Objective of financial statements and importance of standards =
Provide useful information to potential investors/creditors
Standards provide consistency (as companies' transactions/assumptions can vary hugely and could be presented in many different ways)
Standards must allow enough discretion for management to properly describe the economics of the firm.
FR is not designed solely for valuation, but provides important inputs for valuation purposes
Standard setting bodes vs Regulatory authorities =
SSBs are professional organizations that set FR standards:
- FASB in US sets GAAP
- IASB in rest of world sets IFRS
- Many are (incl FASB) are moving towards IFRS
Reg Auth are established by governments
- SEC (US), FSA (UK)
- Most belong to IOSCO
- IOSCO financial market regulation objectives: protect investors, ensure fairness/transparency/efficiency in markets, reduce systemic risk
Desired attributes of standard setting bodies (FASB, IASB) =
Observe high professional standards.
Have adequate authority, resources, and competencies to accomplish its mission.
Have clear and consistent standard-setting processes.
Guided by a well-articulated framework.
Operate independently while still seeking input from stakeholders.
Should not be compromised by special interests.
Decisions are made in the public interest.
SEC Required Filings =
S-1: registration before selling new securities to the public
10-K: Annual filing of FS (40-F for Canadian companies, 20-F for foreign)
10-Q: Quarterly update (do not have to be audited like a 10-K)
DEF-14A: Filing of a proxy statement that will be used by shareholders
8-K: Disclosure of material events (significant acquisitions, changes to mgmt/FS/market in which it trades etc)
144: notification of issuance of securities to qualified buyers without registering with SEC
3, 4 and 5: beneficial ownership of securities by company's officers and directors (anlaysts can use to learn about transactions by corporate insiders)
Convergence of standards/barriers to a universal set of standards =
Efforts to achieve convergence of local accounting standards with IFRS are underway in most major countries that have not adopted IFRS.
- differences of opinion
- political pressure within countries from groups affected by changes in reporting standards.
IFRS "Conceptual Framework for Financial Reporting" (x3)
- fundamental and enhancing qualitative characteristics of financial statements
- specifies required reporting elements
- constraints and assumptions in preparing FS
IFRS: Fundamentals/Enhancing factors of FS =
Fundamental characteristics: relevance and faithful representation
Enhancing characteristics: comparability, verifiability, timeliness and understandability
IFRS: Elements =
Assets, Liabilities, Owners' equity (for measuring financial position)
Income and Expenses (for measuring performance)
IFRS: Constraints and Assumptions =
Constraints: Cost vs Benefit (of including enhancing characteristics)
Difficulty of capturing non-quantifiable info (reputation, brand loyalty)
Assumptions: Accrual Basis
Going Concern Assumption - firm will sontinue to exist until management intends to/is forced to liquidate it (if this is not the case the presentation of financial statements requires adjustments)

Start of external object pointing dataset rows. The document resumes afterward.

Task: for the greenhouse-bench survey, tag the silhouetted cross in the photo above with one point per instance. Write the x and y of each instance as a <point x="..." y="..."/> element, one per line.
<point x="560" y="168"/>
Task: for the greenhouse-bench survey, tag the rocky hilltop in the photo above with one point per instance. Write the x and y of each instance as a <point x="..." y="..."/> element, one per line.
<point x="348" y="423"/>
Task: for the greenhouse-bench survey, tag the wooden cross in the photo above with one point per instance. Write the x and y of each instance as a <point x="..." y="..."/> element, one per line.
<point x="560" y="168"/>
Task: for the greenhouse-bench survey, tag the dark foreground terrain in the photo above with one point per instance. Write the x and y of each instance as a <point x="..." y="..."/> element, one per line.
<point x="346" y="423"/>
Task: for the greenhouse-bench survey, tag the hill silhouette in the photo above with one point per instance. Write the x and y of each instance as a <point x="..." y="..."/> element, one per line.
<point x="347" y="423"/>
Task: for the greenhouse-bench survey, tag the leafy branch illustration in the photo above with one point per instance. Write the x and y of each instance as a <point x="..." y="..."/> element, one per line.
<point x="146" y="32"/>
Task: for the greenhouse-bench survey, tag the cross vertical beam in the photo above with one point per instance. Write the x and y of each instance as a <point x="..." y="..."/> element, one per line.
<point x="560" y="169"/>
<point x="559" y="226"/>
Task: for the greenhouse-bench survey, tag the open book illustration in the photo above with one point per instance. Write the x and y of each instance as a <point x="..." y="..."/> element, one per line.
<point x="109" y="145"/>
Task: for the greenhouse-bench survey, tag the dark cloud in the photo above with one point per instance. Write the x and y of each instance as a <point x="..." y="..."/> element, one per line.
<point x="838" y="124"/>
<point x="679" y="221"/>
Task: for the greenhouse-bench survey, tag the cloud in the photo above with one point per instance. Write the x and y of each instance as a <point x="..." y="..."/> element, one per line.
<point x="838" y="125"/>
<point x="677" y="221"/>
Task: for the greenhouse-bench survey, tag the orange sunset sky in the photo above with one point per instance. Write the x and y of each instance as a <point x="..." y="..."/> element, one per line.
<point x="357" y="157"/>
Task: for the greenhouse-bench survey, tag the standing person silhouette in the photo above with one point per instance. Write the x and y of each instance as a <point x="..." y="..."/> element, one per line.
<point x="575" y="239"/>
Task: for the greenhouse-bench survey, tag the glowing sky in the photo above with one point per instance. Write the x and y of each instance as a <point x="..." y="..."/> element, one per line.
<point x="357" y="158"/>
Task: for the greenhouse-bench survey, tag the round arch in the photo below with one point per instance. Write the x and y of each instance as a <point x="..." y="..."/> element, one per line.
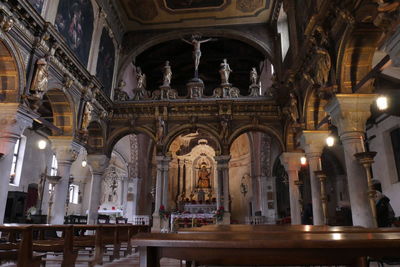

IFRS: General requirements =
5x Financial Statements: Balance sheet, income statement, cash flow statement, statement of change in owners' equity, explanatory notes
- Fair presentation.
- Going concern.
- Accrual accounting.
- No offsetting.
- Reporting frequency.
- Comparative information.
IFRS vs GAAP (x3) =
The IASB lists income and expenses as performance elements, while the FASB lists revenues, expenses, gains, losses, and comprehensive income.
There are minor differences in the definition of assets. Also, the FASB uses the word probable when defining assets and liabilities.
The FASB does not allow the upward revaluation of most assets.
Characteristics of a coherent FR framework (x3) =
Barriers to a coherent FR framework =
Issues of valuation - ie historical cost vs fair value
Standard Setting - principles-based, rules-based or objectives oriented. IFRS = principles based, GAAP = more rule based, but moving to OO
Measurement - asset/liability approach focused on the BS vs revenue/expense approach focused on the IS
Analysts POV - implications of different FRS and importance of monitoring changes =
An analyst should be aware of evolving financial reporting standards and new products and innovations that generate new types of transactions.
LOS 24.i: Analyze company disclosures of significant accounting policies.
Under IFRS and U.S. GAAP, companies must disclose their accounting policies and estimates in the footnotes and MD&A. Public companies are also required to disclose the likely impact of recently issued accounting standards on their financial statements.